This approach eases maintenance. Less “integration glue in each project,” more modularity, and the ability to integrate your own MCP servers with other agents.
Pattern #4: Agent-to-Agent Interoperability
Google is also working on a communication protocol between agents.
“A2A, or agent-to-agent, was launched a year ago by Google, and it defines a protocol between agents. We standardize the idea that an agent can present an identity card with the description of its skills and be multimodal, exchanging messages, creating tasks, and artifacts.” A future where agents might thus collaborate freely, regardless of the framework, language, or platform.
Anti-Patterns: Common Pitfalls Almost Every Team Encounters
Anti-Pattern #1: The “Chatbot Mandate”
Many companies come with a simple directive: “We need a chatbot.” Guillaume Laforge warns: “I see a lot of companies thinking… ‘What if we made a chatbot?’ But often, chatbots are frustrating. Not everything needs to be conversational.”
He encourages exploring multimodal alternatives that are more natural, smoother, and sometimes invisible to the user. “The best integration of an AI agent should be transparent,” he explains.
Anti-Pattern #2: Insufficient Evaluation (Minimal Vibe-Checking)
Agents must be tested as close to the field as possible: “You need to be sure to observe, measure, and react. Models tend to invent responses with force and conviction.”
He stresses collaboration with domain experts and gathering real interactions to create “golden responses.” The evaluation phase is not incidental but central.
Anti-Pattern #3: Silent Confabulation
Without explicit grounding (anchoring responses in specific and up-to-date facts), the agent can generate false yet convincing statements. Hence the importance of citing sources (RAG, references, referrals) and validating outputs immediately through dedicated mechanisms. This approach strengthens trust in generation and is based on a method called IVO, for Immediately Validate Output.
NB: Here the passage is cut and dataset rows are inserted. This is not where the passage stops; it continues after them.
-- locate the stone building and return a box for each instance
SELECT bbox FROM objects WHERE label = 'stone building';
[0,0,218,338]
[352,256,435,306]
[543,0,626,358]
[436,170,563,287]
Anti-Pattern #4: “Down the Rabbit Hole,” When the Agent Misleads the Developer
Code agents can also mislead… wrongly. “Coding agents can lead you down the wrong track with assurance, conviction, and aplomb. You need to lift your head, see what you’re doing, and maintain control.”
Guillaume Laforge advises focusing on user value rather than continuously adding features suggested by AI. “Lift your head from the handlebars and focus on the added value!”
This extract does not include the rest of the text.